The MMHC algorithm^[9] combines a constraint-based local skeleton-discovery phase (Max-Min Parents and Children) with a hill-climbing search over DAGs restricted to that skeleton. Empirical comparisons in Tsamardinos, Brown, and Aliferis (2006) found it to outperform PC, GES, and several other algorithms across many benchmarks.

Special cases and variants

Naive Bayes

The simplest Bayesian network of practical interest is the naive Bayes classifier, in which a single class node C is the parent of every feature node X_i, and the features are assumed conditionally independent given the class. Despite its strong independence assumption, naive Bayes is often competitive with much more sophisticated classifiers, especially for text classification.^[7]

Tree-Augmented Naive Bayes (TAN)

Friedman, Geiger, and Goldszmidt (1997) introduced TAN as a relaxation of naive Bayes that allows each feature to depend on at most one other feature in addition to the class.^[7] The optimal tree-shaped augmentation can be found in polynomial time using a maximum-spanning-tree algorithm on the conditional mutual information between features. TAN typically improves classification accuracy over naive Bayes while preserving most of its computational simplicity.

Dynamic Bayesian networks

Dynamic Bayesian networks (DBNs) extend the framework to time-series data. Introduced by Dean and Kanazawa in their 1989 paper A Model for Reasoning about Persistence and Causation in Computational Intelligence,^[10] a DBN consists of a prior network B_1 over the variables at time 1 and a transition network B_→ that defines the conditional distribution of the variables at time t+1 given those at time t. Standard inference tasks in DBNs include filtering (computing the posterior over the current state given past evidence), smoothing (over a past state given all evidence), prediction (over a future state), and most-likely-explanation. Hidden Markov Models and Kalman filters are special cases of DBNs.

Influence diagrams

Influence diagrams extend Bayesian networks with two additional node types: decision nodes representing controllable choices and utility nodes representing the agent's payoff. The resulting model supports decision-theoretic reasoning under uncertainty and is the basis of normative decision-support systems in medicine, business, and engineering.

Markov random fields and factor graphs

Markov random fields (MRFs) are the undirected counterpart of Bayesian networks. They factorise the joint distribution as a product of non-negative potential functions over cliques rather than as a product of conditional distributions over node-parent pairs. Factor graphs provide a unifying bipartite representation in which both Bayesian networks and MRFs are special cases, and the sum-product and max-product algorithms operate on factor graphs.^[2]

Causal Bayesian networks

A causal Bayesian network is a Bayesian network whose edges are interpreted as direct causal relationships rather than mere statistical associations. Pearl developed the framework in the 1990s and consolidated it in Causality: Models, Reasoning, and Inference (2nd ed., 2009).^[4]
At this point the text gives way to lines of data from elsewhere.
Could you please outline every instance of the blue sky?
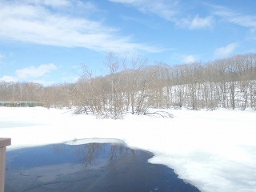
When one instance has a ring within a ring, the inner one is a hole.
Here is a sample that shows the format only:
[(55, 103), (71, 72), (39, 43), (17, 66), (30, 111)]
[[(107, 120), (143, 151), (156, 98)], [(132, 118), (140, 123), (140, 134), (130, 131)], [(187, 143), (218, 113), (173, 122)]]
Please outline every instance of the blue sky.
[(0, 81), (74, 82), (109, 53), (149, 64), (256, 52), (255, 0), (0, 0)]

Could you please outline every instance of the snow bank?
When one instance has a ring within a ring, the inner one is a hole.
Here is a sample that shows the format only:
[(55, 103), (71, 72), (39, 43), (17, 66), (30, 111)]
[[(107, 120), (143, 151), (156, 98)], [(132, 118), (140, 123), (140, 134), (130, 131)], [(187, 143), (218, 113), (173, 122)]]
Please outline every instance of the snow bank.
[(202, 191), (256, 191), (255, 112), (170, 112), (174, 118), (112, 120), (67, 110), (0, 107), (0, 137), (12, 138), (8, 150), (90, 138), (121, 139), (153, 152), (150, 162), (174, 169)]

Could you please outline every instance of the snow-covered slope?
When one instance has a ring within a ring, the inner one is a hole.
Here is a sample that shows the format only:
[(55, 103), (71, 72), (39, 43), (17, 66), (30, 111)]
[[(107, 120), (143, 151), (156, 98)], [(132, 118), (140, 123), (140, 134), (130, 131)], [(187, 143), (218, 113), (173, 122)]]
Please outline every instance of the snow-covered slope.
[(152, 163), (175, 170), (202, 191), (256, 191), (256, 112), (169, 110), (174, 118), (127, 115), (122, 120), (67, 110), (0, 107), (0, 137), (20, 147), (103, 138), (154, 153)]

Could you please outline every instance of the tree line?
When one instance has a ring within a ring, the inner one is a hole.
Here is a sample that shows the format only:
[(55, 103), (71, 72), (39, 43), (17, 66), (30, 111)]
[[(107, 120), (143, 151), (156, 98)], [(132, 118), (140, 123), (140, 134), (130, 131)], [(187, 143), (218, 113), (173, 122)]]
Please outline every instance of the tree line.
[[(109, 73), (95, 77), (86, 67), (75, 83), (42, 86), (0, 82), (0, 101), (33, 100), (46, 107), (76, 106), (77, 113), (118, 118), (150, 109), (186, 107), (256, 110), (256, 54), (239, 54), (206, 63), (149, 65), (139, 56), (106, 60)], [(166, 115), (161, 114), (161, 115)]]

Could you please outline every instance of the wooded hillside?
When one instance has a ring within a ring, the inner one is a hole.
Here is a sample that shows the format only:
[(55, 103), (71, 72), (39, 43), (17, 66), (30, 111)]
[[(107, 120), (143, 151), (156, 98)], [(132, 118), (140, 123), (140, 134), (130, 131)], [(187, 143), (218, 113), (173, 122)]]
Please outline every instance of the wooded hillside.
[(85, 68), (75, 83), (42, 86), (0, 82), (0, 101), (36, 101), (46, 107), (78, 106), (81, 111), (119, 118), (150, 108), (218, 107), (256, 110), (256, 54), (235, 55), (208, 63), (149, 66), (140, 56), (110, 54), (109, 74), (94, 77)]

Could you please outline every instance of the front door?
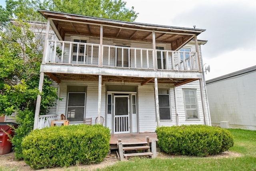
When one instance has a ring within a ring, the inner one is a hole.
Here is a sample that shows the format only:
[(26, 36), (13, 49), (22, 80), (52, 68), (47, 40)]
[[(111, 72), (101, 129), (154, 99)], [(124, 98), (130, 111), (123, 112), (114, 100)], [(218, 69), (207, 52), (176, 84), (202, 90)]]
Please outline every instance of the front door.
[(114, 133), (129, 133), (129, 95), (114, 95)]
The key new operation is the do-operator. P(Y | do(X = x)) denotes the distribution of Y after an external intervention sets X to x, which is generally different from the conditional distribution P(Y | X = x). Graphically, do(X = x) corresponds to a mutilated network in which all incoming edges to X are removed and X is set to x. The do-calculus, a set of three rules introduced by Pearl, gives sufficient conditions for rewriting interventional queries in terms of observational ones. Shpitser and Pearl (2006) and Tian and Pearl (2002) gave a complete identifiability algorithm: an interventional distribution is identifiable from observational data and a causal DAG if and only if their algorithm returns a do-free expression.

Causal Bayesian networks underpin much of modern causal inference and are connected to Bayesian-network structure learning through algorithms such as PC and FCI, which try to recover the causal graph (or its Markov equivalence class) from data alone under faithfulness assumptions.^[8]

Real-world applications

Bayesian networks are most useful in domains that involve structured uncertainty, expert knowledge that needs to be encoded explicitly, and a need for interpretability. The following table lists historically and currently important applications.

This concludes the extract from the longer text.